Expanded Structural Variant Signatures and Their Role in Predicting Chemotherapy Sensitivity.
Cancer cells harbor scrambled genomes – their DNA resembles a choose-your-own adventure book, but without the instructions of which page to turn to next. In fact, these structural variants (SVs) affect a larger fraction of the cancer genome than any other type of mutation in cancer, but they have been less well studied due to technical challenges in detection and analysis. Different cancers exhibit different patterns of SVs, and these SV signatures can serve both as a window into the mechanisms by which DNA is damaged and defects in the ways in which different types of cancer cells repair their damaged DNA. SV signatures can also serve as biomarkers that indicate whether a cancer is likely to respond to different treatment approaches. Indeed, many of our cancer treatments work by damaging DNA, so these signatures—which indicate how different cancers respond to that damage—are very salient. We are improving methods to detect these SV signatures and systematically evaluating the relationships between SV signatures and sensitivity to a variety of cancer treatments. Our work, which will be made available to the scientific community, will result in new insights into the DNA damage and repair defects that underly various cancers and in SV-based biomarkers of sensitivity to treatments that may be tested in clinical trials.

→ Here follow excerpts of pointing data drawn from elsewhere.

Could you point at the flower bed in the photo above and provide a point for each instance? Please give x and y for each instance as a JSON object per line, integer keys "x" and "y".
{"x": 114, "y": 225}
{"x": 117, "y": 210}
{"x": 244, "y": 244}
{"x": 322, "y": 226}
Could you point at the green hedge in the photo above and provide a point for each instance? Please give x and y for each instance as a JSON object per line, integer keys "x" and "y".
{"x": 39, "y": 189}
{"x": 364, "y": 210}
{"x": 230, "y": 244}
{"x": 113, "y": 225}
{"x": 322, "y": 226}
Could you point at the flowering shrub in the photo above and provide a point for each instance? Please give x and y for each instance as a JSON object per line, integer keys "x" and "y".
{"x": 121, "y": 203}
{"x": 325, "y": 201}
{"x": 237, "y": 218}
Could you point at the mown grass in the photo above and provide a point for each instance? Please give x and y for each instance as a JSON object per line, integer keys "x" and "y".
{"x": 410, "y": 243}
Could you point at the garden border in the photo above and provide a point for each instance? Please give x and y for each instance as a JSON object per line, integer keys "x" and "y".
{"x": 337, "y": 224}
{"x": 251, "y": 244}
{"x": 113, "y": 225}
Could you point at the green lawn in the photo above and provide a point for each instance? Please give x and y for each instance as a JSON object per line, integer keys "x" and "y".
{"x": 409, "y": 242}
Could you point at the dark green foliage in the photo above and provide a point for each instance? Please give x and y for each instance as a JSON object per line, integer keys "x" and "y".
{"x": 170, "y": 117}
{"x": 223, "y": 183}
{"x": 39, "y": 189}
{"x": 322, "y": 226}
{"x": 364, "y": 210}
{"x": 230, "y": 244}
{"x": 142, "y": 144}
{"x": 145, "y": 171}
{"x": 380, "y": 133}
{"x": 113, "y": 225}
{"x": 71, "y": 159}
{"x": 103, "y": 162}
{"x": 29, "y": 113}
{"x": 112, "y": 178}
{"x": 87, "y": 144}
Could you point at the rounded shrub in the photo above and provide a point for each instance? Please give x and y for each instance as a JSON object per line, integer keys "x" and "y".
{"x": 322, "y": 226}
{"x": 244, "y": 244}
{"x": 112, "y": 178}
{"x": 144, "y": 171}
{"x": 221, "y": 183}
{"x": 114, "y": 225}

Over the past two years, we have created tools to study SVs in more detail than was previously possible. It was previously known that SVs can have microhomology – perfectly identical sequences adjacent to their breakpoints – which indicates the mechanism of double-strand break repair used to form the SV. Using one of the tools we created, we have discovered that some SVs have additional imperfect microhomology, or microhomeology. We are annotating a large cohort of tumors with microhomeology features in order to enable future discoveries. We have also looked into whether patterns of SVs predict response to a panel of several thousand drugs, using data generated across several hundred cell lines. We detected interesting associations but ran into the challenge that essentially none of these cell lines have paired normal DNA, so we don’t know a priori which SVs are somatic, representing the DNA damage response state of the tumor, and which are simply inherited germline events. This led us to recognize that there are currently no tools to identify somatic SVs in a sample without a matched normal—which renders many large datasets of SVs unuseful, including data from highly annotated cell lines. We have therefore created a tool that identifies somatic SVs without a matched normal, allowing further study of SVs in these powerful datasets. We are preparing a manuscript about this tool and it will be available to the public soon. Finally, during the course of our research, we found that new tools are needed to extract SV signatures. The tools that are used for mutational signatures do not translate well to SVs. This is because SVs are a more complicated type of mutation. We have begun a project to create a new paradigm for calculating SV signatures.